We finally have means of communications again, so a message is highly over due…. I am totally devastated and still in shock as the gravity of our…
Edited to add: Wouter has deleted his original post on Facebook. Interestingly, he used his personal Twitter account to retweet a link to a post on Sailing Anarchy that quoted it in full. It's hard for me to read that as anything other than pressure being put on Wouter by someone (sponsor's and/or his legal advisor?) not to have posted that, with Wouter willing to comply with a specific request to delete it but nevertheless still wanting it out there.
[Original commentary follows.]
Earlier tonight Wouter made a brief post on Facebook. It confirms what a lot of commenters on Sailing Anarchy and elsewhere had been speculating about the underlying causes of the grounding: fatigue, time pressure, a last-minute course alteration, and the misfeature of the boat’s electronic charting software obscuring relevant detail (including the presence of a 50-km reef) at lower zoom levels.
Something I’ve seen repeatedly over the past few days are people willing to glibly say Wouter must have been guilty of “gross negligence”. That term carries extra weight because of its use in legal proceedings, but some of those using it seem to think it’s just another way of saying “a mistake that had really bad consequences, and that I don’t believe I would ever have made myself.”

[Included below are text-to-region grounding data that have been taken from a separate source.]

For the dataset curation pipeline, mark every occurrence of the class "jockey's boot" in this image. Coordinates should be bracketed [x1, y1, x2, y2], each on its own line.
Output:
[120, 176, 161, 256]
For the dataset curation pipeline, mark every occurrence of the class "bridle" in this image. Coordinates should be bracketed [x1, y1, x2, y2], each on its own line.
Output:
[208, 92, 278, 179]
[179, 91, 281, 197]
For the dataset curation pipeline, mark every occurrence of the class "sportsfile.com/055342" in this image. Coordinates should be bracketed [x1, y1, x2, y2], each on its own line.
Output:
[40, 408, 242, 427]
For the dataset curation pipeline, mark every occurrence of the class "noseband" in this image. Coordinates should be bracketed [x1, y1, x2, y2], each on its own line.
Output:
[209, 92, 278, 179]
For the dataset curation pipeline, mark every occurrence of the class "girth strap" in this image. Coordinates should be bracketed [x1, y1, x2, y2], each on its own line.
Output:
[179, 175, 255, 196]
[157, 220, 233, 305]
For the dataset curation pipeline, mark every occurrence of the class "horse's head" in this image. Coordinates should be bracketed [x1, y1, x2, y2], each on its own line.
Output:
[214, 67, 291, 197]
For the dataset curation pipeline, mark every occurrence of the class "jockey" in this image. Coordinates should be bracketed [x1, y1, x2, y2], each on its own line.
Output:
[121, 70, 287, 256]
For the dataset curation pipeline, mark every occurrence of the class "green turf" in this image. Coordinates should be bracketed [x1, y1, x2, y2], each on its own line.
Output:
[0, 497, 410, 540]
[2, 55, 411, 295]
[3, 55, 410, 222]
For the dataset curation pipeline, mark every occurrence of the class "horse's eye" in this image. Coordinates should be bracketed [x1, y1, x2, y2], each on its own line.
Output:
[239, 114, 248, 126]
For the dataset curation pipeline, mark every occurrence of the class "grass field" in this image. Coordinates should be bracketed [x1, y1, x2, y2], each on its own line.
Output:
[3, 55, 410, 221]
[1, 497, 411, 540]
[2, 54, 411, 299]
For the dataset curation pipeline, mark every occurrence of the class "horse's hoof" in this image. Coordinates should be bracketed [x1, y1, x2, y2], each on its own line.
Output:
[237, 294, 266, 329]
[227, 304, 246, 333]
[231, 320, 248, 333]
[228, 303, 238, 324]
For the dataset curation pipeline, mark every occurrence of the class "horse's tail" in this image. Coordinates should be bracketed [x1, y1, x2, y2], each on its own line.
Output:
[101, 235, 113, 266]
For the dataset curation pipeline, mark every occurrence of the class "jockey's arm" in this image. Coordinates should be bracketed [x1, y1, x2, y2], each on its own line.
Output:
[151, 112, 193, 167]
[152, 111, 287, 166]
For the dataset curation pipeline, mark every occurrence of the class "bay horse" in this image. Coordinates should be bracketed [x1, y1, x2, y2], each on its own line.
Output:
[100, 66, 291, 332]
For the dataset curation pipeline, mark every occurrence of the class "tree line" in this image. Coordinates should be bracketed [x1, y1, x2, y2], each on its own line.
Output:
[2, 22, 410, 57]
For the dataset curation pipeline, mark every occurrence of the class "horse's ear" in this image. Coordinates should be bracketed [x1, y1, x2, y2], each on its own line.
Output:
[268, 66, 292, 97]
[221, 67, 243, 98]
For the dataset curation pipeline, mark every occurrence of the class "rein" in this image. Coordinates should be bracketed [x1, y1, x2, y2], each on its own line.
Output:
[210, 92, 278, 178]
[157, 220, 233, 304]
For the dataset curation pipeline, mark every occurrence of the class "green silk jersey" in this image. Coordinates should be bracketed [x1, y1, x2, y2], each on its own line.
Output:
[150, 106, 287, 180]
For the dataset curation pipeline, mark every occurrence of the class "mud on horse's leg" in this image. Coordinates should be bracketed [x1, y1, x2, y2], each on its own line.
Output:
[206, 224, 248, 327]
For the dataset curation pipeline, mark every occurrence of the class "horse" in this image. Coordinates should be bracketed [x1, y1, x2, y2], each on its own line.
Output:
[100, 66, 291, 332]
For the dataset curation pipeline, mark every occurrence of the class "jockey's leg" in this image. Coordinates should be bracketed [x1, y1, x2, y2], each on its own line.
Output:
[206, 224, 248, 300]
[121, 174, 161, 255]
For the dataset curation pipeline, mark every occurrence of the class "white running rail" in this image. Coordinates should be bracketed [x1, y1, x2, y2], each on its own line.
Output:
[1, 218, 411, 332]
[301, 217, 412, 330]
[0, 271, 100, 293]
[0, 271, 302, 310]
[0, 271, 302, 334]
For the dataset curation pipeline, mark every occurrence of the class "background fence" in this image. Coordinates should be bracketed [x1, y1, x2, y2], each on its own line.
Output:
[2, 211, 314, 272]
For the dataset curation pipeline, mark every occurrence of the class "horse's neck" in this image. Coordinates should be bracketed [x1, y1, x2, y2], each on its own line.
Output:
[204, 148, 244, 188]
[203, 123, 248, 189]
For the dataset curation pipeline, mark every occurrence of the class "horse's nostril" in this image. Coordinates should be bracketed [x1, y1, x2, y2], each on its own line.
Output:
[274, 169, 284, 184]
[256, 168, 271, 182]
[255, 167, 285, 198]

Something else I’ve noticed: commenters’ willingness to assert that appears to be negatively correlated with their level of personal experience with long-distance offshore racing navigation.
Everyone makes mistakes. Wouter’s was a really bad one, but that doesn’t mean he isn’t a prudent, competent, careful navigator. It just means that even a prudent, competent, careful navigator, under precisely the wrong set of circumstances, can screw up in a big way. He failed his team. But his tools, and the system of oversight that needs to be in place to prevent inevitable human error from spiraling into catastrophe, also failed him.
No one died. A few people got scrapes and bruises, but otherwise there were no injuries. Hopefully the lessons learned will help save other boats, and other lives, in the future.